A situação é tão grave que levou Putin a ser condenado pelo Tribunal Penal Internacional, em Haia, nos Países Baixos. O órgão também emitiu uma ordem internacional de prisão para o presidente russo, decisão que deve ser cumprida por todos os signatários do Estatuto de Roma, o tratado internacional que fundou o TPI – incluindo aí o Brasil. 

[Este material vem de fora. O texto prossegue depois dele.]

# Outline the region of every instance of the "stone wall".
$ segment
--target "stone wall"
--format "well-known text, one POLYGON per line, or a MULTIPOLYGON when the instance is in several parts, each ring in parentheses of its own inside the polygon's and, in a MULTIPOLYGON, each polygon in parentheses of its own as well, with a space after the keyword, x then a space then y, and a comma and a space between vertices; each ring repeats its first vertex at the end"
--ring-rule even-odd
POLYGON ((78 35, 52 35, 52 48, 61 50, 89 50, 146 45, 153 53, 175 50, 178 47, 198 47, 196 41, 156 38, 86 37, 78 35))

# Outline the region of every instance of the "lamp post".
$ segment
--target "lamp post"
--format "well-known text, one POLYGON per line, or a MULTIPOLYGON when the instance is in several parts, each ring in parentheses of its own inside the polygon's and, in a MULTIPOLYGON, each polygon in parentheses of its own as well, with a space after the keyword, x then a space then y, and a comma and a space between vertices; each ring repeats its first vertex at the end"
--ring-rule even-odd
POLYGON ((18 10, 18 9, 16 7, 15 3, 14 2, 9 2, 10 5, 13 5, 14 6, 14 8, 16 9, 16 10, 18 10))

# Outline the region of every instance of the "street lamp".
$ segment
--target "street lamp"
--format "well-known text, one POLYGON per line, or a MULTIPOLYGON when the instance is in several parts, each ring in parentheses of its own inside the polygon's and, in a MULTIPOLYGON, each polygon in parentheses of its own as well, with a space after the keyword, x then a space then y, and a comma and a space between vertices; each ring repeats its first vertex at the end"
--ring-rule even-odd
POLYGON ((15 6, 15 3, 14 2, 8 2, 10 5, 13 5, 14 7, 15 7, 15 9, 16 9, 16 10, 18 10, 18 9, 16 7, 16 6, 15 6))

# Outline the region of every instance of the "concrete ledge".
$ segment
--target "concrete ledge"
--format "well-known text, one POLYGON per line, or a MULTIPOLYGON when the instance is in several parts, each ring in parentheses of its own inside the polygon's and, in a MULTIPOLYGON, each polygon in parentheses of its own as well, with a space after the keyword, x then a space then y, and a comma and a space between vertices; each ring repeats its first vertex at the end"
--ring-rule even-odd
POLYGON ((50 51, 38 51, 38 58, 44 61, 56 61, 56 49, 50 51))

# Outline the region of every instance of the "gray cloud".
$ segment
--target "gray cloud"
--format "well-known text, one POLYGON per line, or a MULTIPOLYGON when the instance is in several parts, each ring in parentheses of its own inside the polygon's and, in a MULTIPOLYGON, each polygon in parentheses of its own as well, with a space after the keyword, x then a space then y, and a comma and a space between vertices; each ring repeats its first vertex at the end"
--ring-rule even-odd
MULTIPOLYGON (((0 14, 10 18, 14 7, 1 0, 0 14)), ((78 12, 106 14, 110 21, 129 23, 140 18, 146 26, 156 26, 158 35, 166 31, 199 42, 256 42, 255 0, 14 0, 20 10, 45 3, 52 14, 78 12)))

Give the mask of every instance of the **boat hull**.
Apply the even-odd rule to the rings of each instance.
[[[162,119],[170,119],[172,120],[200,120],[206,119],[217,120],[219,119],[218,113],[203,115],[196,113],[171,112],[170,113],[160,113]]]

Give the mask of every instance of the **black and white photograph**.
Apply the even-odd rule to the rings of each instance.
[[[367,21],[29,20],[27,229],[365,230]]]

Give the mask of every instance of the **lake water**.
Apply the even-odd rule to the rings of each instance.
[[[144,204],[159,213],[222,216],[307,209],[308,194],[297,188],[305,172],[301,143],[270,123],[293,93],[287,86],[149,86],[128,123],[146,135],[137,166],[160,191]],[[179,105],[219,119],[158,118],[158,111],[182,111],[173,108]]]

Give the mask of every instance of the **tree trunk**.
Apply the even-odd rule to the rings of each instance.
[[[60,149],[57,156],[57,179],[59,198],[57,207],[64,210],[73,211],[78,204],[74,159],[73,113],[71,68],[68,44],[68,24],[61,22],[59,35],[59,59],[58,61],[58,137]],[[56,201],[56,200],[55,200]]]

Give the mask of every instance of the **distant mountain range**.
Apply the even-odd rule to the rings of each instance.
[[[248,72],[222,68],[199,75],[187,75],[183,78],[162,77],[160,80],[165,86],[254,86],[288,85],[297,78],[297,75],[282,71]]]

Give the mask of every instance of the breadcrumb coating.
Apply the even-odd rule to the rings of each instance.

A decisão fez Putin restringir ainda mais sua mobilidade internacional, que já estava limitada após o início da invasão na Ucrânia. A ausência do presidente russo foi sentida na reunião da Cúpula do Brics – grupo de países que inclui Brasil, Índia, China e África do Sul, além da Rússia – em agosto, em Joanesburgo, e no encontro do G20, em setembro, em Nova Déli, na Índia. 
Pois foi nesse atoleiro que o presidente Luiz Inácio Lula da Silva resolveu entrar. Com o Brasil sediando o próximo encontro do G20, em julho do ano que vem, e após assumir a presidência do grupo, Lula achou por bem afirmar que Putin não seria preso caso decidisse ir ao Rio de Janeiro para a reunião de 2024. "Acredito que o Putin pode ir facilmente ao Brasil. Eu posso te dizer que, se eu sou o presidente do Brasil e se ele vem para o Brasil, não tem por que ele ser preso", disse Lula, no encerramento do G20. 

A fala, claro, caiu muito mal. O Tribunal de Haia reagiu e afirmou que o Brasil, por ser signatário, tem obrigação de cumprir suas determinações. Três dias depois, Lula recuou e disse que é a Justiça do Brasil quem deveria decidir sobre uma eventual prisão de Putin. Ele ainda atacou o TPI, dizendo não entender os motivos de o Brasil ser parte do acordo – ratificado, segundo ele, apenas por países "bagrinhos" – e potências como EUA, China e a própria Rússia, não. Vale lembrar que o próprio Lula chegou a recorrer ao TPI quando estava preso em Curitiba.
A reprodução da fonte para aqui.